Whoa, all that to say I’m glad for an extra hour or two of quiet today. I was just told yesterday that the clinic building here in this village is nearly finished. It hit me like a ton of bricks that until the VHT’s are adequately trained (whatever that means!) or until the government sends someone (probably not this current regime) they are expecting me to run this clinic. I have to be honest. This both excites me and overwhelms me simultaneously. If I’m 100% honest this is the kind of missionary I pictured myself to be. But I’ve been told that it isn’t how missions’ works anymore and I’ve seen for myself that this old paradigm of missions failed. But yet…a part of my brain says it is a need, I’m looking for a way to live in this village, what better way to teach the gospel with flesh on, this isn’t something I’m putting together- others think this will work… so many hopeful thoughts.

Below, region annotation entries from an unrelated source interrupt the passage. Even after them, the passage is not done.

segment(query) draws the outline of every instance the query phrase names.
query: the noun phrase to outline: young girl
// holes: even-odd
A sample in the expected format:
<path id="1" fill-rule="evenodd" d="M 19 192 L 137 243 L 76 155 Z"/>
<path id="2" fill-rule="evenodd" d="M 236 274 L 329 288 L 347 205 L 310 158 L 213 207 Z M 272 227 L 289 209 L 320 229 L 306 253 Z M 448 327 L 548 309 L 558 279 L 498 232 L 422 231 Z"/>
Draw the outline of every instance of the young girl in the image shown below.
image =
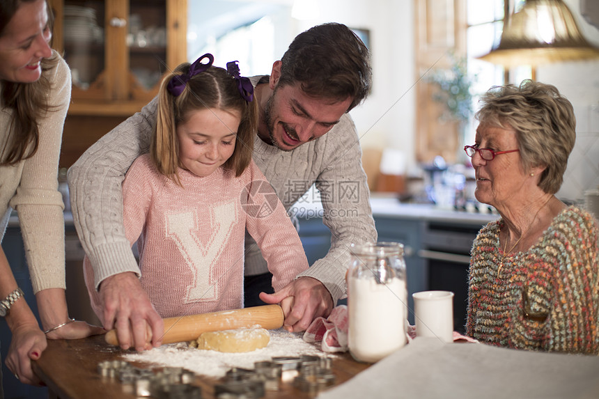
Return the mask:
<path id="1" fill-rule="evenodd" d="M 285 208 L 251 160 L 254 88 L 235 62 L 225 70 L 212 61 L 205 54 L 165 78 L 150 153 L 135 160 L 123 183 L 125 233 L 139 250 L 135 272 L 162 318 L 243 307 L 246 229 L 276 290 L 308 267 Z M 104 322 L 84 262 L 92 307 Z"/>

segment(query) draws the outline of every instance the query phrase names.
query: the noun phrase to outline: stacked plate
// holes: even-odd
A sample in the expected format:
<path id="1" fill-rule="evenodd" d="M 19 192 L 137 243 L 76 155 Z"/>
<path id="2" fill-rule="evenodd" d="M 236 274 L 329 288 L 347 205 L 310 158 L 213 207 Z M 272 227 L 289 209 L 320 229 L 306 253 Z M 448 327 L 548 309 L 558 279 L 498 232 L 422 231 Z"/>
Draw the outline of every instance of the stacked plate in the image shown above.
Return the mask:
<path id="1" fill-rule="evenodd" d="M 80 6 L 65 6 L 65 42 L 97 43 L 104 41 L 102 29 L 98 24 L 95 10 Z"/>

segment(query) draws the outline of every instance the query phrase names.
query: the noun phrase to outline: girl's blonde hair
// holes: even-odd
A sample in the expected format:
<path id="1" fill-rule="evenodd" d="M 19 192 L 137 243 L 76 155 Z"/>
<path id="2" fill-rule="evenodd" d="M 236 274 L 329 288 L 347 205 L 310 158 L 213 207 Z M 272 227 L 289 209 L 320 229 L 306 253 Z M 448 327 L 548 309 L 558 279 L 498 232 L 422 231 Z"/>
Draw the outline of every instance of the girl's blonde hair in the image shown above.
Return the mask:
<path id="1" fill-rule="evenodd" d="M 180 95 L 173 95 L 167 88 L 171 79 L 188 74 L 190 64 L 180 65 L 162 81 L 158 94 L 156 127 L 150 144 L 150 154 L 158 171 L 180 185 L 177 168 L 179 141 L 177 126 L 185 123 L 190 113 L 216 109 L 227 112 L 237 111 L 241 121 L 237 131 L 235 150 L 223 165 L 238 177 L 247 168 L 254 150 L 254 135 L 258 130 L 256 101 L 247 102 L 238 88 L 235 79 L 221 68 L 210 66 L 192 77 Z"/>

But I know I’ll be inundated with people demanding to been seen every day. And we’ve been giving health care away free for more than two years now. It is time to start charging a tiny bit because they don’t understand its value. But then what do I do if someone comes genuinely sick and doesn’t have the money? How do I explain to one that another was “more sick”? They see themselves as always sick. How will I teach the VHTs to do a REAL triage so the bad ones don’t get missed? How about immunizations? Or HIV tests? Proper use of medications? For this question I have a snapshot of my frustration:
At least 4 times since my arrival here in the village “Teddy” has grabbed my arm chattering in K-jong. I know enough now to tell that she is telling me she has back and waist pain. But I’m not proficient enough to tell her I understand and I’ll get her some Tylenol or motrin when I unpack the meds. So a few hours later she grabs me from the middle another project and drags me over to where a translator is and I get it again and this time I establish she is 7 months pregnant and can I please give her something. I ask her to wait and she tells me how bad the pain is. (Meaning she can’t wait but meanwhile she is literally fighting 6 other women for the job of working in our kitchen so I know she isn’t really that bad off.) She interrupted two more times and out of sheer frustration I broke away and found Tylenol for her and counted out 12 and gave her the directions to take 2 when the pain is there and not more than 6 in a day. Then this morning I’m in the midst of another conversation of a want-to-be patient when she boldly interrupts and begins speaking loudly about her pain. I ignore her and try to focus on the other patient. Later in the day I’m giving some Tylenol to another person and like she was waiting for this moment she descends on me and here is our conversation:
Teddy: You give me.
Me: I gave you.
Teddy: You give me also.
Me: I gave you. (I have mad language skills if you haven’t gotten this already.)
Teddy: It’s finished.
As I was now at the end of my language ability and I’m ticked I pull a translator into our conversation.
Me: Did you take it as I told you?
Me: Then there are more than 6 pills left.
Me: So you took too many.
Me: Two pills, three times a day.
Me: It is only midday. I gave them to you yesterday in the evening. There should be more than 6 pills left.
Teddy: None, give me more.
There is a lie in here somewhere. If she really took them all I’m angry that she didn’t follow directions as she is 7 months pregnant. If she is just lying to get more I’m ticked because of the lies. Honestly, if she had told me she had given them to someone else I would have given her more but when I ask my translator if that could be the case he laughed and asks why she would do that? It dawned on me to ask if she could have sold them and he says it is possible. I hear these kind of things over and over in this village. This is like handing random medications out to junior-highers. Disobedient, dishonest junior-highers. And this is just one of the many, many issues I'll have to deal with. What am I getting myself into?!